Post Operative Swelling

Your gums swell up when something is wrong with them and they need time to heal. Swelling is an immune response, and is completely automatic and cannot be controlled. If your gums get a certain kind of stimulus, they start to swell up. This is their natural response to bacterial infections, to trauma, to the loss of a tooth or any negative stimulus. By puffing up they protect themselves, and they let white blood cells into the area to clean it up. If a stimulus persists, the gums will keep on expanding, and they can get frightfully large indeed. Here are a few tips on how to spot and stop swelling that has gone out of control after an operation.

Swelling after extraction

It is very common to have your gums swell up after an extraction. This swelling will get potentially worse and worse for the first 24 to 48 hours. Usually, the swelling wills top and start to revert after a day or so, but until then the tissues will slowly but surely swell up. When you experience swelling, pu an ice pack on it, or something else that is cold, and this should make the swelling go down. This can be done the moment the swelling starts, and the sooner you start cooling the area, the sooner the swelling will stop and the smaller the swelling will be. 

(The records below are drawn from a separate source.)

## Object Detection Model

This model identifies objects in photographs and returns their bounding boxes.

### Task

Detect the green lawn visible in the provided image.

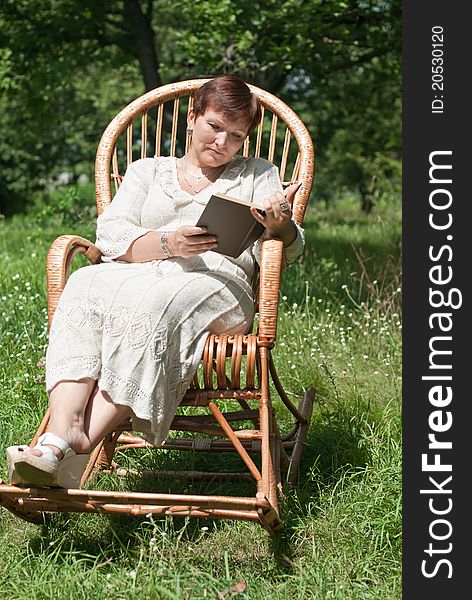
[0,188,401,600]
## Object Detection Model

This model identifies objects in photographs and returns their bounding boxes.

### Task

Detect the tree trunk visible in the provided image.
[359,175,377,215]
[123,0,162,92]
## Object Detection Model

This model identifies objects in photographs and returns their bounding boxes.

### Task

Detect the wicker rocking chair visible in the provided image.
[0,79,315,533]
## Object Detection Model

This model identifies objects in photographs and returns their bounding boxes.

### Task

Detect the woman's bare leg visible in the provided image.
[30,378,131,458]
[84,386,131,451]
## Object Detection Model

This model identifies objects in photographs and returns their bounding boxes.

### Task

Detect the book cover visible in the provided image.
[196,193,265,258]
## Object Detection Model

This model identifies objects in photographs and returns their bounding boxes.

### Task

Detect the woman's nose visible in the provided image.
[215,131,228,146]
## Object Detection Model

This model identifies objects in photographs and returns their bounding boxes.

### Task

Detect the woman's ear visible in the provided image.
[187,109,196,134]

But swelling is not a necessary part of the healing process, and many times it never appears at all. This is normal, as long as you have your blood clot in place, and you are not bleeding and the extraction site is not painful, then you are in the clear, and should not have any trouble at all, even if there is no swelling.

The problems start if the swelling is hard, does not go down when an ice pack is on it, is discolored, or continues to get bigger after 48 hours. Sadly, bacterial infections also start out with swelling, and if after 2 days you are still swelling up and getting bigger, it is time to go and see a dentist, as you probably have an infected extraction site. Any discoloration aside from the initial bruising that may be a part of the extraction is also suspect.

Swelling after oral surgery

Oral surgery is a little bit more complicated than a simple extraction. Swelling near the surgical site can be expected,a s well as swelling of the cheek, under the eye, in the sinus, and the entire side of the face is not uncommon. These swellings may start much later than an extraction swelling, as it may take 24 hours just for the body to normalize itself and stop bleeding. The swelling will occur afterwards, and can continue to swell for 2 to 3 days before reaching its apex. Using an ice pack is beneficial, but only for the first 24 hours, after that, it can still be used for comfort, but will not reduce swelling at all. A warm compress may feel good and may be able to reduce swelling.

If you are still swelling after 3 days, contact a dentist immediately. You should be quite sore after oral surgery, and you maybe in down right pain depending on the surgery, but this should also get less and less painful, and if you hurt more than you initially did, you should contact a dentist. Remember that swelling should be proportional to the surgery performed, and if after a little surgery you are getting a lot of swelling, than you probably have either an adverse immune reaction, or an infection of some sort. Ask your dentist how much you should swell, and if you swell more, go back and have them see you.